Sunday, 5 April 2015

Capsicum Chicken Curry - Indian Style

This is a simple & tasty, semi dry chicken curry with capsicum.  Capsicum gives a unique taste to this dish and it goes well chapathi, roti;  also best stuffing for sandwiches!


Chicken - ½ kg (boneless)

Capsicum - 1(de-seeded, chopped)
Onion - 2 (finely chopped)
Tomato - 1 (finely chopped)
Ginger garlic paste - 1½ tsp
Turmeric powder - ½ tsp
Chilli powder - 1 tsp
Coriander powder -  1 to 1½ tsp
Garam masala powder - ½ tsp
Coriander leaves - 1 tbsp(finely chopped)
Salt - as required

For Seasoning:
Oil - 1 or 2 tbsp
Cumin seeds - 1 tsp


Heat oil in a pan; season it with cumin seeds.  Once it crackles; add the finely chopped onions and saute till the colour changes.

Then add tomato, ginger garlic paste, turmeric powder, red chilli powder, corriander powder and salt.  Saute well it the tomato becomes soft.

Then add capsicum; sauté for a minute.

Immediately add chopped boneless chicken.  Stir it, till the masala coats well.

Close the lid and allow it to cook till the chicken is done (no need to add water as chicken leaves enough water to cook). If you find it dry add ½ cup of water.

Once the chicken is cooked and the mixture becomes thick in consistency; add garam masala and coriander leaves.

Mix well and switch off the gas.

Serve hot with any flavoured rice, bread, chapathi or any Indian flat breads.

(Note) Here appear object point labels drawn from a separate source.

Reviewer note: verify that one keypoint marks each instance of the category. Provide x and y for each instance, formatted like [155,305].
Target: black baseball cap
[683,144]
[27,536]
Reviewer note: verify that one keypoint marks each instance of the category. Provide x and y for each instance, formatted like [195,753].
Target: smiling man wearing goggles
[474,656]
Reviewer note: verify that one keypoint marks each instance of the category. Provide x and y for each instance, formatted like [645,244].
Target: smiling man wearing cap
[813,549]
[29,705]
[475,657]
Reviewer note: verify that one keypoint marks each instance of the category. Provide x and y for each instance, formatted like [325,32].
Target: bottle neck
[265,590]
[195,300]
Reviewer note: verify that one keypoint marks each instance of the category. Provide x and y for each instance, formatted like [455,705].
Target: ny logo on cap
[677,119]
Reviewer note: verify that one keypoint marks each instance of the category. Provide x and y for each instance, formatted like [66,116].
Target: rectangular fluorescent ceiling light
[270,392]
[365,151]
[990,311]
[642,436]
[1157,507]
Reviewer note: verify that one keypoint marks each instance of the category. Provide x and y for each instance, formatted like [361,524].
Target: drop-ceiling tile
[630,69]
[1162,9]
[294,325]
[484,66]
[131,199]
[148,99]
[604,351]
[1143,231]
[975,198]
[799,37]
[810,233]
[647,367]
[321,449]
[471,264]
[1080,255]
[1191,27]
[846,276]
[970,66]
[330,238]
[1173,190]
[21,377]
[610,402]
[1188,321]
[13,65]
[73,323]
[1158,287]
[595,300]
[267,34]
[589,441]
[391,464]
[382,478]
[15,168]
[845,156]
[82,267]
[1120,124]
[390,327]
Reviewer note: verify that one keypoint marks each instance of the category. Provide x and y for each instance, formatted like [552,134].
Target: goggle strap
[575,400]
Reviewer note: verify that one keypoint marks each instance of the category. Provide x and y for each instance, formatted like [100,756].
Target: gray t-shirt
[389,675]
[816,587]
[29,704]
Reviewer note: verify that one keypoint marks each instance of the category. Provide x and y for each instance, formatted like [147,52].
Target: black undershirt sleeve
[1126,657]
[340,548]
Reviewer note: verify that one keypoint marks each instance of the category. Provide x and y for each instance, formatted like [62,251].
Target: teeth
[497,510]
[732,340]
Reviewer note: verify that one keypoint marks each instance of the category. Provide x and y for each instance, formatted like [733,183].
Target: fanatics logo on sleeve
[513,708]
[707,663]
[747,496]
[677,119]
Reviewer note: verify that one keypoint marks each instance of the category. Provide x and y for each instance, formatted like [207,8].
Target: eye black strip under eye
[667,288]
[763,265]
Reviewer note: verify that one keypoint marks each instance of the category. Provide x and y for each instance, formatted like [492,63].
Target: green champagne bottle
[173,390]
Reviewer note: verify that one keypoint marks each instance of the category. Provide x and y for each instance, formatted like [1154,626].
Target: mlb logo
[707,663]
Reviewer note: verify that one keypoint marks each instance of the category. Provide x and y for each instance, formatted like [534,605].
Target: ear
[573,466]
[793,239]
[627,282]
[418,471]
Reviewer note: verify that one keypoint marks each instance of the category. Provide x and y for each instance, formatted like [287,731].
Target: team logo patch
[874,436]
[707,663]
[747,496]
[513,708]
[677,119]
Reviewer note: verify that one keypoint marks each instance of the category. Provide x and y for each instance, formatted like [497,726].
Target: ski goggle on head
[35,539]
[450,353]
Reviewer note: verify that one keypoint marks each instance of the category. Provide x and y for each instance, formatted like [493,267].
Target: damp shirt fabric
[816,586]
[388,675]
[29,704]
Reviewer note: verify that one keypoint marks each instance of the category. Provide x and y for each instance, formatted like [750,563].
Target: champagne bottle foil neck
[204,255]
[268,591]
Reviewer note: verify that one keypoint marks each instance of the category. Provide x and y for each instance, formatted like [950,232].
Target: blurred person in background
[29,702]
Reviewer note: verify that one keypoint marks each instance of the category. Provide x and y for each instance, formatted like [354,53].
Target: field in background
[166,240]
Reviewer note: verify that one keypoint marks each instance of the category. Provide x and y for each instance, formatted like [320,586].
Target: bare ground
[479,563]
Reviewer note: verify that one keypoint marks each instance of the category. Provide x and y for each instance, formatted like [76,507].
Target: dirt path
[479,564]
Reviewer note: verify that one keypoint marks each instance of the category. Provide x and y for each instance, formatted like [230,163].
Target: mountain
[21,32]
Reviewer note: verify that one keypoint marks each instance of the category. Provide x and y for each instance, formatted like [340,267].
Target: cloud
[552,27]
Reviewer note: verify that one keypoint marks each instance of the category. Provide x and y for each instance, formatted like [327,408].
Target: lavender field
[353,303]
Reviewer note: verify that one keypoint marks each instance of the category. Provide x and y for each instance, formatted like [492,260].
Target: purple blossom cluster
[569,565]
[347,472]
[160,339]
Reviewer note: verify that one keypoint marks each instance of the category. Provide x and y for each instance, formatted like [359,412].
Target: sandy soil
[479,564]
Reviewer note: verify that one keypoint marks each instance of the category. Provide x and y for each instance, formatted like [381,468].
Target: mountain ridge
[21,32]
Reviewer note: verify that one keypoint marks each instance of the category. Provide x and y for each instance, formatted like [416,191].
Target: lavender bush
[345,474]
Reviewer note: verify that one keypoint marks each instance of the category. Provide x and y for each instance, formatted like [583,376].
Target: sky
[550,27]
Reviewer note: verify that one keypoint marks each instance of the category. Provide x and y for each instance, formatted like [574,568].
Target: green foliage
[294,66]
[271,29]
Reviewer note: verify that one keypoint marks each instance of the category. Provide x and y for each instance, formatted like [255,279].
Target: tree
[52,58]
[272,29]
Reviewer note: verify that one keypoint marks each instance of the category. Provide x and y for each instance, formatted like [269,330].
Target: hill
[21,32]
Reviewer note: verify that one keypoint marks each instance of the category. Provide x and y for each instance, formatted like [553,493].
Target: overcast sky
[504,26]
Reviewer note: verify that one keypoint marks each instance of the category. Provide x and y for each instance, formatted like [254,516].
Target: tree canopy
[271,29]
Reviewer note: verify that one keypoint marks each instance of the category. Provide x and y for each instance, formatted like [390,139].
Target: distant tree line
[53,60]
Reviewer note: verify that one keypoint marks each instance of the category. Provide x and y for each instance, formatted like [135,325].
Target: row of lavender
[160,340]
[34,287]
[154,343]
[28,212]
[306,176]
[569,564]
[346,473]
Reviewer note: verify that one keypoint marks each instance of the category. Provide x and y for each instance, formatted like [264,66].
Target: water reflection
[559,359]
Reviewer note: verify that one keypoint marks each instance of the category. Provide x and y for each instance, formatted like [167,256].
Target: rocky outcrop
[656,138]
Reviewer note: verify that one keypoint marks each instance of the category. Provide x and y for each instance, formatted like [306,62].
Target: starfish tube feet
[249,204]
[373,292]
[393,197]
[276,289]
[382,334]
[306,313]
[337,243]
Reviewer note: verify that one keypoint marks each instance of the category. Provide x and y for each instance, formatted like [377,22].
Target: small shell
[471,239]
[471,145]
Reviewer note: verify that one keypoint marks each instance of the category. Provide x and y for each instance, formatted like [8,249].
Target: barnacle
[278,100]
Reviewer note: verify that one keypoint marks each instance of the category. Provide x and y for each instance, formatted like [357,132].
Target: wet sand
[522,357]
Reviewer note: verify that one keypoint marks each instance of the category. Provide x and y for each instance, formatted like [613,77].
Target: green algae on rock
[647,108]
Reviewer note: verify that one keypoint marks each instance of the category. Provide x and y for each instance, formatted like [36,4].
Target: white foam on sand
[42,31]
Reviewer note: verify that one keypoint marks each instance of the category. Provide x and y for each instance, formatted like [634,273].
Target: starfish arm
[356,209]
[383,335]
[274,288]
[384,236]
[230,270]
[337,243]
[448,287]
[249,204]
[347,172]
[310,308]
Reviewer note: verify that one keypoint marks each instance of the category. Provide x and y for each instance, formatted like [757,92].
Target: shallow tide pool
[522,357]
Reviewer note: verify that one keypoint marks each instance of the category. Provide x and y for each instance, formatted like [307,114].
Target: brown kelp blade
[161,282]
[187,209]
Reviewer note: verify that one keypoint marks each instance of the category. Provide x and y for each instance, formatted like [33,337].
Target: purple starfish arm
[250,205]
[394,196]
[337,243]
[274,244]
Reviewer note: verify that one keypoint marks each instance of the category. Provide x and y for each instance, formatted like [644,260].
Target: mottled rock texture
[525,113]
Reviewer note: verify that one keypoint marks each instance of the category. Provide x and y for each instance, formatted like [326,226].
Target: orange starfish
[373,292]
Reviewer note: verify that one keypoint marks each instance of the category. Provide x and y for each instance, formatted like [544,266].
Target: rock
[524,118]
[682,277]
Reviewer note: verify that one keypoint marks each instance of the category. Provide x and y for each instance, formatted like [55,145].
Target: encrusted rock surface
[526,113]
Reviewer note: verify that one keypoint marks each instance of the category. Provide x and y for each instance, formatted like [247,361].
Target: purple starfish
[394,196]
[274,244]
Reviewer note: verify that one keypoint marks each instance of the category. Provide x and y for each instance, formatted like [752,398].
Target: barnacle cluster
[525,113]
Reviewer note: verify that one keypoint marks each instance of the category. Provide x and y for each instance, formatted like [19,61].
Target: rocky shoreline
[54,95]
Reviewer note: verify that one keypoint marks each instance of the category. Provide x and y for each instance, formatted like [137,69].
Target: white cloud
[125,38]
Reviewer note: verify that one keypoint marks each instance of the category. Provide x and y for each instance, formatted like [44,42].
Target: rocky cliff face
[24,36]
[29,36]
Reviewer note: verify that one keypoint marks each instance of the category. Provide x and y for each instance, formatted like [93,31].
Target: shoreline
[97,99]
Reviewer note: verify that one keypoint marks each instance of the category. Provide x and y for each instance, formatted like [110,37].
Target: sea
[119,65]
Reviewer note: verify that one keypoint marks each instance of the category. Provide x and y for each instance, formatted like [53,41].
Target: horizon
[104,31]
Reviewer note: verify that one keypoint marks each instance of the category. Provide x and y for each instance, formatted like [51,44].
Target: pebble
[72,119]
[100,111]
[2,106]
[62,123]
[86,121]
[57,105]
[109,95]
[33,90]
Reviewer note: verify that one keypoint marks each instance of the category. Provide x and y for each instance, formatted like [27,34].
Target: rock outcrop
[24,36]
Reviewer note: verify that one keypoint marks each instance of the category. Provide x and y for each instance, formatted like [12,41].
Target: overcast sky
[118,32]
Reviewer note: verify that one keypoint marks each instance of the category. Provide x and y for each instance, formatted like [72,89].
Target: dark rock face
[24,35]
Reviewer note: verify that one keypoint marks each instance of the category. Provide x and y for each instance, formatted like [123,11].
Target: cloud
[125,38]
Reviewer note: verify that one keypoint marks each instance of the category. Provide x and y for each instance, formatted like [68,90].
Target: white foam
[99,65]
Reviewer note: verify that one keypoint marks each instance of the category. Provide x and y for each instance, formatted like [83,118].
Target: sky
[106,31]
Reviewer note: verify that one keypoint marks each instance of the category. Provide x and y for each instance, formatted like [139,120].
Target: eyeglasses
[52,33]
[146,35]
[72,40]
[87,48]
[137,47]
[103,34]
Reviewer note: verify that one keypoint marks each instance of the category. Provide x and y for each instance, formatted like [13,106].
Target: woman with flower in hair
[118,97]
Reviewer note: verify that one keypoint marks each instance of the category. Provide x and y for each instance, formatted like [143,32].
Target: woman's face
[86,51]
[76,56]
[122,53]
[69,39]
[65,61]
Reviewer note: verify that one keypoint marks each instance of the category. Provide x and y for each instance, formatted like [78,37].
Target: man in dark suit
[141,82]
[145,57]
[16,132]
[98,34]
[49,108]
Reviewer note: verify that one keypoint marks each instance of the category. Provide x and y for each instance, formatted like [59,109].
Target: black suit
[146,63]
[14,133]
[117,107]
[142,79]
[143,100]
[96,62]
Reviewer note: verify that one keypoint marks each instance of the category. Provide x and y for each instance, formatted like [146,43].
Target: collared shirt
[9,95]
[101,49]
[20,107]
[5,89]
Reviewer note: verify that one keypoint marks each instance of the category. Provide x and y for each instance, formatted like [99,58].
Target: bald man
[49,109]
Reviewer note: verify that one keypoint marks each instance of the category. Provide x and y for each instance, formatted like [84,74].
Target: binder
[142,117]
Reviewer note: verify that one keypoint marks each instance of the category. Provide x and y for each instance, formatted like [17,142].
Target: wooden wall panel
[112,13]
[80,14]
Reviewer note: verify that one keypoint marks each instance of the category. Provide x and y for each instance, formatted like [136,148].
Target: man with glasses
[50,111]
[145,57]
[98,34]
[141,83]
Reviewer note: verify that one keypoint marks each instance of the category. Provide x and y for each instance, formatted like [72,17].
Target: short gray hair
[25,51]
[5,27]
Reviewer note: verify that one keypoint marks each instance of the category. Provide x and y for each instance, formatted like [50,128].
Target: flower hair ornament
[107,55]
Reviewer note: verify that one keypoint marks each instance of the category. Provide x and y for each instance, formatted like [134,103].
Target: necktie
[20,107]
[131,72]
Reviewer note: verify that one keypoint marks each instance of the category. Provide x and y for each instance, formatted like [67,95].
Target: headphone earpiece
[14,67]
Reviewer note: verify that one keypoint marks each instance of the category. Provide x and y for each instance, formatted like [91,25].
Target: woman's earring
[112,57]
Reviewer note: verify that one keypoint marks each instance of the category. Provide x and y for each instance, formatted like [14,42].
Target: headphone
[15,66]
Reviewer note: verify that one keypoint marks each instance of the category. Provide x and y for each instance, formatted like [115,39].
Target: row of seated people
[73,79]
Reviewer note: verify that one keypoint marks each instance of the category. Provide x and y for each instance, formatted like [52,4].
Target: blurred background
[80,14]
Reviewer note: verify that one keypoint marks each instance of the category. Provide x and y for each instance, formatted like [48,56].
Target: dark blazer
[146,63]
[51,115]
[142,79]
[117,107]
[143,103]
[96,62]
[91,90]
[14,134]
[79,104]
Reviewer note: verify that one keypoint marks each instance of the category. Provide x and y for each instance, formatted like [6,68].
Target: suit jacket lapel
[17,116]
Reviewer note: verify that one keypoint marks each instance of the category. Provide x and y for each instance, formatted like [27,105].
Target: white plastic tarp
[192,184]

Adjust the water quantity and spice level according to your taste.

If you want more gravy type; increase the amount of tomato.

For Indo - chinese touch, you can try adding little soya sauce and tomato ketchup to this dish.

1 comment:

  1. I love the combination of capsicum and chicken :) your platter is too inviting.